There was half a flight down and as I went down the stairs, between the risers, I felt a little warmth. There was a baseboard heater under the stairs. Some quilts were stacked nearby. I unfolded a duvet to make a thin mattress and tucked my lanky legs, curled beside the heat.

There was a noise. I grabbed back my breath before it could make a startled gasp. I meant to rest but I must have slept. Light footsteps were moving above me. I listened. Waited. There were heels, not the scuff of soft-soles.

There was a scrape of chair. The person seemed to have settled at the desk. There was a long period of quiet. I wondered if she would ever check down here. How long would she stay. I scanned my memory of the stairs I came down. They were wood.

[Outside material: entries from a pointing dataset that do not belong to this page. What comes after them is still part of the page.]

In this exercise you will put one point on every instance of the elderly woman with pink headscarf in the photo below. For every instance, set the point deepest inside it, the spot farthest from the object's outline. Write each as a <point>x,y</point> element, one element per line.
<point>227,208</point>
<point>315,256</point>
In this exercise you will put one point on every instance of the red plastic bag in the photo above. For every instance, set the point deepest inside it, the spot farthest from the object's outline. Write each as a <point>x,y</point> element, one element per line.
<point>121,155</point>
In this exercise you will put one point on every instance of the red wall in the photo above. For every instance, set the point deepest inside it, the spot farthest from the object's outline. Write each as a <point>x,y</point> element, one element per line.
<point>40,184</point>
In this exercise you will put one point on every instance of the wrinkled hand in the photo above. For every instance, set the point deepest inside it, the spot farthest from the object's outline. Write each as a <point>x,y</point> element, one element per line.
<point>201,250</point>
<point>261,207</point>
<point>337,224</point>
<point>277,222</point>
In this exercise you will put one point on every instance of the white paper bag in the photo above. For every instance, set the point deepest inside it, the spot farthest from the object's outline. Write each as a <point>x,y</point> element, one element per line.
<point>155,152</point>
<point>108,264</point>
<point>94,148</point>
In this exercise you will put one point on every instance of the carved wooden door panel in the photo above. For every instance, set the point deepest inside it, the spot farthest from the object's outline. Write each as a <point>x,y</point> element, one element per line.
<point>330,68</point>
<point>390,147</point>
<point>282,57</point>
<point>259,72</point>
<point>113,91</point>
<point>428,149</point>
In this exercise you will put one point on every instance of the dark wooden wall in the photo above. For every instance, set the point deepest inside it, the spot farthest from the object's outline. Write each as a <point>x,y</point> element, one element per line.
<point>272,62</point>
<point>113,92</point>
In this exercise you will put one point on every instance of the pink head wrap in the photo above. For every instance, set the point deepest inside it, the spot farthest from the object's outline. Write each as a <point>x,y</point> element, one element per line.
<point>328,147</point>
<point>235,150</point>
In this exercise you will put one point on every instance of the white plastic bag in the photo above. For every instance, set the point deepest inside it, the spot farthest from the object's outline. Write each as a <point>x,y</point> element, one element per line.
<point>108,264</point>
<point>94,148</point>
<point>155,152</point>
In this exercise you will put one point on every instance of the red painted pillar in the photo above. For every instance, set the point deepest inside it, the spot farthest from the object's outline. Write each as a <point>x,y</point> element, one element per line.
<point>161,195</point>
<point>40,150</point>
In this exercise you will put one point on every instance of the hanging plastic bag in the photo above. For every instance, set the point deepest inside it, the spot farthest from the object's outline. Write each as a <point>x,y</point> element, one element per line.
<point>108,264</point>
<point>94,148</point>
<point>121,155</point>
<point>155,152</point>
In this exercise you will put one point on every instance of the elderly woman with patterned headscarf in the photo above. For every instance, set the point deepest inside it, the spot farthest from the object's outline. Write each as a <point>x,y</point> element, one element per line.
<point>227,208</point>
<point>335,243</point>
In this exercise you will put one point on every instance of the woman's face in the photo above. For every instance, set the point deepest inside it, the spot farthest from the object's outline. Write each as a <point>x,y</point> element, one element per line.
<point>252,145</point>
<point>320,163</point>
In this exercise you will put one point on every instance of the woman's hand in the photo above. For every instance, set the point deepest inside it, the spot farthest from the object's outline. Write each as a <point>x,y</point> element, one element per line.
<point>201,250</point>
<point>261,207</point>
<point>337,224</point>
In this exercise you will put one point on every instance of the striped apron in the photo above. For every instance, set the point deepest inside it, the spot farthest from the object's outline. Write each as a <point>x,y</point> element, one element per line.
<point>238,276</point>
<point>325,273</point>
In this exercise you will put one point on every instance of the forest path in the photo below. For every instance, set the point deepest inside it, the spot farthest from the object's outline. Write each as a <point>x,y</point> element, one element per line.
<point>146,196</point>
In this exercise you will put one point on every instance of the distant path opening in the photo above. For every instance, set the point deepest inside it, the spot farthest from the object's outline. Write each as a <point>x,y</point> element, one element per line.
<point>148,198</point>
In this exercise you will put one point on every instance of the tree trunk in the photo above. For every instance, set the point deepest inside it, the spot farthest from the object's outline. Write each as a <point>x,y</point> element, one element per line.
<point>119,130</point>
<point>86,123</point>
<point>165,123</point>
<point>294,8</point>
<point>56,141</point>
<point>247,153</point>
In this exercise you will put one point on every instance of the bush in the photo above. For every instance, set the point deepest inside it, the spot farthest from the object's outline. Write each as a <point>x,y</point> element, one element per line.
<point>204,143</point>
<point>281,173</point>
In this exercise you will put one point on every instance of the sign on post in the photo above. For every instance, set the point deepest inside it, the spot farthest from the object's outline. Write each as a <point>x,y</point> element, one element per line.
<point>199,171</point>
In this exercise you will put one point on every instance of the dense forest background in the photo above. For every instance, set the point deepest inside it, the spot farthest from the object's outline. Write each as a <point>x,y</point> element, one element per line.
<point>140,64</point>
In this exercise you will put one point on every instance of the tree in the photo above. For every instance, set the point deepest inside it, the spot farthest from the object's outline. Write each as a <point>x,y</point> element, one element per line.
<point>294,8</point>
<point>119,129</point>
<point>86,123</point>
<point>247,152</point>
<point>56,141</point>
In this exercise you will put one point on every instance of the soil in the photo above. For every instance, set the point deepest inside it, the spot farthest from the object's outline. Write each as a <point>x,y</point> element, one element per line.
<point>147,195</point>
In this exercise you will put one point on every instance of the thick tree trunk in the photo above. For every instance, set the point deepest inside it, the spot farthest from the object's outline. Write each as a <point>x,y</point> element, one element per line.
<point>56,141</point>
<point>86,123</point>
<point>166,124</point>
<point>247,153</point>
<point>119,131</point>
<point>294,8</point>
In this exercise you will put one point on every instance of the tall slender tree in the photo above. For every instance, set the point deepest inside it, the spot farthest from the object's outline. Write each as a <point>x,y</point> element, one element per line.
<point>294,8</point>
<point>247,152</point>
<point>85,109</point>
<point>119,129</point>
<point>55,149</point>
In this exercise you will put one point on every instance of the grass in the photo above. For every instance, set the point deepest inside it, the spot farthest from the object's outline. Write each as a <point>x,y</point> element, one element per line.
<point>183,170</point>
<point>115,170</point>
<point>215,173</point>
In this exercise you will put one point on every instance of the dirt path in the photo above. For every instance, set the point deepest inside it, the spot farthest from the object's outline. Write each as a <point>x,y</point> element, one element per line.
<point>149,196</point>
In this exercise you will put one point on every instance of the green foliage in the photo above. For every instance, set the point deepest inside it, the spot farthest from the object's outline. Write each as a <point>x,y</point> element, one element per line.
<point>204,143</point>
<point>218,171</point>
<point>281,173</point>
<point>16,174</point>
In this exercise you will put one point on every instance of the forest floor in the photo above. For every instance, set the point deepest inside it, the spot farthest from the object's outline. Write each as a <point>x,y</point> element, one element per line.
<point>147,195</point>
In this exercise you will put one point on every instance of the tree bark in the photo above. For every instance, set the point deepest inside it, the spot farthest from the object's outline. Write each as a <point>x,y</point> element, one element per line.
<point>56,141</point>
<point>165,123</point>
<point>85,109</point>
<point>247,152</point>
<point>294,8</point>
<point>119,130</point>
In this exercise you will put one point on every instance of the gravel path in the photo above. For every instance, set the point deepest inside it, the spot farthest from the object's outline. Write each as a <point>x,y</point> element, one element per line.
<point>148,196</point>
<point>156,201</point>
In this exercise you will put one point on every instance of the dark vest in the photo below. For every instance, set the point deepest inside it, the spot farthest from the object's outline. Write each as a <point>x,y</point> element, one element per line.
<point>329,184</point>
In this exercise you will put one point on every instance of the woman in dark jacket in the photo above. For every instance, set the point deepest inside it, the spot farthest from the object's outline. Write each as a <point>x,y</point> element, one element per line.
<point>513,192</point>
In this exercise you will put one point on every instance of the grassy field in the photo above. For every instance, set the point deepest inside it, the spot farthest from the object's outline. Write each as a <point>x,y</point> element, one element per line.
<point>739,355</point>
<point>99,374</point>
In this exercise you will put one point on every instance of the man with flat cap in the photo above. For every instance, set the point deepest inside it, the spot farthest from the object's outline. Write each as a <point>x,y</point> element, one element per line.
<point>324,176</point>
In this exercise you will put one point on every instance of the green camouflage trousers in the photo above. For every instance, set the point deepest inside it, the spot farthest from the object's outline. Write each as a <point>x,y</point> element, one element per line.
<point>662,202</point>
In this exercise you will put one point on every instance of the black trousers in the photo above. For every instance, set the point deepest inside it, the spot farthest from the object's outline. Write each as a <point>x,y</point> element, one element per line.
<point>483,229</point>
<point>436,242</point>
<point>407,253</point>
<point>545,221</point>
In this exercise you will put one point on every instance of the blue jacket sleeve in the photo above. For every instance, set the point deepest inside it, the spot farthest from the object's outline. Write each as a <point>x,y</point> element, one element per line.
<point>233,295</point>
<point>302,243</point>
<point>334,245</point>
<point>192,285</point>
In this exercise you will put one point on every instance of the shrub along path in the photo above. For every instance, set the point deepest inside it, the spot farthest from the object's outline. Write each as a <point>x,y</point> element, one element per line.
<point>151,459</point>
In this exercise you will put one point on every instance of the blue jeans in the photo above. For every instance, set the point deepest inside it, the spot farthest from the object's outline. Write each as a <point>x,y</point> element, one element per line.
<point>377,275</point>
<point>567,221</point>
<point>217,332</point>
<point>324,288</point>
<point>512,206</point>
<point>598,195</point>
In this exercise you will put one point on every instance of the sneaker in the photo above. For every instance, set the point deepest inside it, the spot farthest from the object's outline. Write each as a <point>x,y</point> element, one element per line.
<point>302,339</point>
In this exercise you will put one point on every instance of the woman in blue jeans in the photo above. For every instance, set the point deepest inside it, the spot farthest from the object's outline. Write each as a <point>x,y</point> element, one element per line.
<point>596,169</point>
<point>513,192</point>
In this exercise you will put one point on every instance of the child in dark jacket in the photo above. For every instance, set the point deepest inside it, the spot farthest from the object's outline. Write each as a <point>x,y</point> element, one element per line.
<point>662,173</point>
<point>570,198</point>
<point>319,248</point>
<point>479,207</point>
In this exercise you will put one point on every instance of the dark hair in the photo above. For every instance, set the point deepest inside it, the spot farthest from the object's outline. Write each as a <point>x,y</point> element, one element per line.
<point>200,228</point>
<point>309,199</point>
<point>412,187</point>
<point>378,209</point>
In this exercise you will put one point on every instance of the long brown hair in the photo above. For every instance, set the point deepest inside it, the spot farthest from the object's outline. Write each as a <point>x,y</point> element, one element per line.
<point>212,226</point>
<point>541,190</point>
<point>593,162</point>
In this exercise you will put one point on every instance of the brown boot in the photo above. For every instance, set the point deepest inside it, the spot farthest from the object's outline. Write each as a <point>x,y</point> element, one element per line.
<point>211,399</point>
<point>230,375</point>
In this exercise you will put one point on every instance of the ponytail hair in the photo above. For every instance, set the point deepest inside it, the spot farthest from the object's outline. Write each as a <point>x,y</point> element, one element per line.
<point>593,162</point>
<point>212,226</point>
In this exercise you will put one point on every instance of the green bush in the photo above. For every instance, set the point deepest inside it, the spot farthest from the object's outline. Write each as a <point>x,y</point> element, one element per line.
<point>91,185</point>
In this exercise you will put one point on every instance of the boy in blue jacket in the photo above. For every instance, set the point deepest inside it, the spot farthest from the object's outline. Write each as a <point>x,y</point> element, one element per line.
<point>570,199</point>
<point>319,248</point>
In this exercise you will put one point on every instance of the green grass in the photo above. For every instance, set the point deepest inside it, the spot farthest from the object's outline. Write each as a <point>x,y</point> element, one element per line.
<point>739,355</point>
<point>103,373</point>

Had they squeaked or popped as I went down them? Had they settled? I couldn't recall any sound.

Perhaps she slept. I strained to hear her breathing. I thought I heard her slow even breaths of sleep. I risked slipping the duvet off me, even regular breaths, smooth movement. I eased to my feet. The fabric had helped but the bare concrete had leached some of its cold into my bones.

I eased up the stairs to see who was there. As the top of my head came to the level of the floor, it began to prickle. The sensation spread down the spine as a heat flanged out across my back. I knew I had been seen, and reluctantly with a wince tightening the deep muscles of my face, I leaned forward, took one more step up and lifted my eyes to the waiting eyes. Thru the square spindles I saw her body, the nape bare of numbers. Knew that she felt the same heat across her back. I saw her tighten and turn with the same caught-caution, brace against consequence.

We met eyes, her green eyes in my brown eyes and we startled in recognition. She was myself. Plump, middle aged, in business dress. I was herself, sinewy black legs, dark hair on my arms raised. We were the Dissident. We knew it at once. We both moved to mid-floor, unsure and yet somehow steadied by there being two.

Do you have a refuge? she asked baldly speaking over me. In the same breath I spoke over her as I said, If I can get there, I have a place in the country.

We swallowed.

I have means, she said and opened her phone, looking back up at me, holding my eye.

Are you alone, she asked? I nodded.

There are others who need, she added.

As if one thought from our third eye, the faces we knew in common swam between us. Our other faces. A little girl, upturned nose, chestnut curls and a man, grey-haired, grey- and sombre-eyed. A few more stood in the distance, their faces more indistinct.

I don't know if I can get them all to agree to flight, I said. My memory flashed thru the conversations we'd had and would have again about weathering this by compliance, speculating on visas, the international reach of agents, the security of the pacific, of the far north.

Are they all us? she asked. The image of them wiggled as a heat wave. One remained. Neither of us were sure.

The trip couldn't be made often and the program of cameras and numbers were expanding. It is possible even my village had already been rounded into the conscription.